The prevalence and incidence of hypertension in Mexican Americans are similar to or lower than those in non-Hispanic whites. ^[28] NHANES III reported an age-adjusted prevalence of hypertension at 20.6% in Mexican Americans and 23.3% in non-Hispanic whites. ^{[3, 17]} In general, Mexican Americans and Native Americans have lower BP control rates than non-Hispanic white persons and black individuals. ^[29]

To understand ethnic influence, an understanding of the renin-angiotensin system (RAS) is essential. Renin secretion is suppressed when the kidney detects that the amount of sodium excretion is increased; thus, this is a clue to the excess sodium in the circulation. Black people tend to develop hypertension at an earlier age and have lower renin activity; target organ damage also differs in black people from that in white people.

In addition, black people have a poorer response to treatment with angiotensin converting enzyme (ACE) inhibitors compared with white people; the evidence for beta-blockers being less effective in black people is also clear. However, diuretics are more effective at a young age in black people.

In comparative assessments of black people and Asians, strokes are more common in black people, but coronary heart disease is more common in Asians. Both groups have a higher incidence of chronic renal failure than white people, but this is more due to hypertension in black people and diabetes in Asians.
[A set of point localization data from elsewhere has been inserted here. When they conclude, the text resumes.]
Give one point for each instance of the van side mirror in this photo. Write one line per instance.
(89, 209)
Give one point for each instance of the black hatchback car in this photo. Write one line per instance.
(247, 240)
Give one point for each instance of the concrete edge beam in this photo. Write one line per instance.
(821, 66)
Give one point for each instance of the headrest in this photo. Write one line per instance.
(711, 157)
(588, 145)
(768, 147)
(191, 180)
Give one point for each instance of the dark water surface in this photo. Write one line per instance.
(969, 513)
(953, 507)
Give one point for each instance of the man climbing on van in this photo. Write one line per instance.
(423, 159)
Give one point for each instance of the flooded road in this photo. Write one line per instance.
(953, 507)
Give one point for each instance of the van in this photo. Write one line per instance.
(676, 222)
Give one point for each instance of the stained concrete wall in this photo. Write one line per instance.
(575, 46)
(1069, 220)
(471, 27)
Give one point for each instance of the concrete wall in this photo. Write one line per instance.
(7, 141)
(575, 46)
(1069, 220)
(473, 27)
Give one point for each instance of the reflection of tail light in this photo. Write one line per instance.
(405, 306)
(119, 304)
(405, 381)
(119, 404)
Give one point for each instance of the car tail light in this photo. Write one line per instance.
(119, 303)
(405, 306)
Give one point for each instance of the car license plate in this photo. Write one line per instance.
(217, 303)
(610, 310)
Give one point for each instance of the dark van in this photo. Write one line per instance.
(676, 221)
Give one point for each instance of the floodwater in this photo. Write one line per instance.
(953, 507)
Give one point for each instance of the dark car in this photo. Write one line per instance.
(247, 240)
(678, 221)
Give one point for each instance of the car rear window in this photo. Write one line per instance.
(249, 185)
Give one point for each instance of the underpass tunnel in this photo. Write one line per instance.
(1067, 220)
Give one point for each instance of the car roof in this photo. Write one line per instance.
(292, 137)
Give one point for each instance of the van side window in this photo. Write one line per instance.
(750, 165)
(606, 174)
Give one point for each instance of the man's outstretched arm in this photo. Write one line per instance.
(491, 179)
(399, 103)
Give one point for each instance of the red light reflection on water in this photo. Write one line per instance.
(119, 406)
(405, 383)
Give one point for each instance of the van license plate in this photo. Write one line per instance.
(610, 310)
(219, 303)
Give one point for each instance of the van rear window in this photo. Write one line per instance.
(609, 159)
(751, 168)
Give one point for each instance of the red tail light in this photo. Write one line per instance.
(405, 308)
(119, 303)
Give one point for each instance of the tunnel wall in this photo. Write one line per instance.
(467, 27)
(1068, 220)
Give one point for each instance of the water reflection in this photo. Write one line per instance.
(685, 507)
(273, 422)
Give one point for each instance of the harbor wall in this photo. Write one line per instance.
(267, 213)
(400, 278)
There are rare forms of hypertension due to single genetic mutations, so called Mendelian forms. These involve mutations in the epithelial sodium channel (ENaC) in the distal renal tubule (Liddle syndrome), mineralocorticoid receptor, chimeric CYP11B2 (familial hyperaldosteronism type I), and others. The inheritance of the mutation almost always results in the development of hypertension. ^[30]  (See the Medscape Drugs and Diseases topic Pathophysiology of Hypertension.)

However, hypertension is a broad phenotype, which results from perturbations of many mechanistic pathways and usually requires multiple hits to manifest. Large genetic epidemiologic studies known as genome-wide association studies (GWAS) with over 100,000 subjects have identified 30 or more variants with a relatively modest contribution of the risk of hypertension, such as in the adrenergic receptor (ADRB1) and angiotensinogen genes. ^[31]

Polymorphisms in the gene KCNK3, which reduce the expression of the TASK-1 potassium channels, were associated with increased plasma aldosterone and mean arterial pressure across all ethnic groups in genetic consortia in 7840 individuals in the Multi-Ethnic Study of Atherosclerosis Study (MESA). ^[32] The angiotensin II AT1 receptor polymorphism at position 1166 has been associated with severe hypertension. ^[33] Studies have found polymorphisms in the alpha-2 and beta-2 adrenergic receptors were significantly associated with blood pressure variation. ^{[33, 34]}

Alpha adducin gene ADD1 codes for a cytoskeletal protein involved in salt transport in rats models and may play a role in salt-sensitive hypertension. ^{[33, 34]} A Chinese case control study of 170 patients with essential hypertension and 154 normotensive subjects showed an association of G614T polymorphisms of ADD1 and essential hypertension. ^[35]

GNB (G protein beta-2 subunit) 825T allele had a strong association with hypertension in the 35 populations in the International Sodium Potassium and Blood Pressure (INTERSALT) study. ^{[34, 36]}  Rare exome sequence variants of CLCN6 chloride channel in 9950 European Americans and 4547 Blacks has been associated with lower systolic and diastolic pressures and a reduced hypertensive risk. ^[37] Despite their small impact on risk, these genes and pathways may serve to identify targets for novel drugs.